A man answered her. It was my business partner, Ryan Caldwell.
“He trusts you,” Ryan replied quietly. “He will not read the clauses carefully.”
My stomach tightened as Sophia pulled me toward the pantry beside the kitchen.
Through the narrow gap in the door, I saw them sitting close together at the dining table, papers spread neatly before them like a carefully staged trap.
Victoria leaned back and said, “After the transfer, we activate the debt trigger, and he loses controlling interest within months.”
Ryan hesitated before asking, “And if he resists?”
Victoria’s voice dropped slightly. “He has been exhausted lately. Stress does strange things to the body.”
A cold realization slid through me as memories aligned with horrifying clarity, including the dizziness, the nausea, and the metallic taste in my morning coffee that I had dismissed as fatigue.
Sophia leaned toward my ear and whispered, “I saw her add something to your cup two weeks ago, and I did not know how to tell you.”

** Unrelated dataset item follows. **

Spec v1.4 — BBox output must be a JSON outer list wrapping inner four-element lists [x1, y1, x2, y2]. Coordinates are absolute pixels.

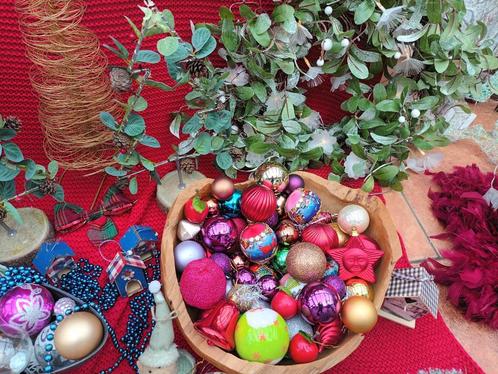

For a moment I could not breathe, because betrayal is louder in silence than any shouted confession.
“I need you to leave now,” Sophia said firmly. “If they see you, they will destroy everything.”
I wanted to storm into the room and demand answers, yet survival required restraint rather than pride.
When Ryan stood up to pour himself a drink, Sophia deliberately dropped a metal tray in the hallway, and the crash drew both of them away from the documents in irritation.
“Clumsy,” Victoria snapped from the dining room.
In that brief distraction, Sophia pushed me through the service corridor toward the rear exit.
“Do not take your car,” she insisted. “It has company tracking.”
Outside, humid night air wrapped around us as we hurried toward her old gray sedan parked near the service road behind the property.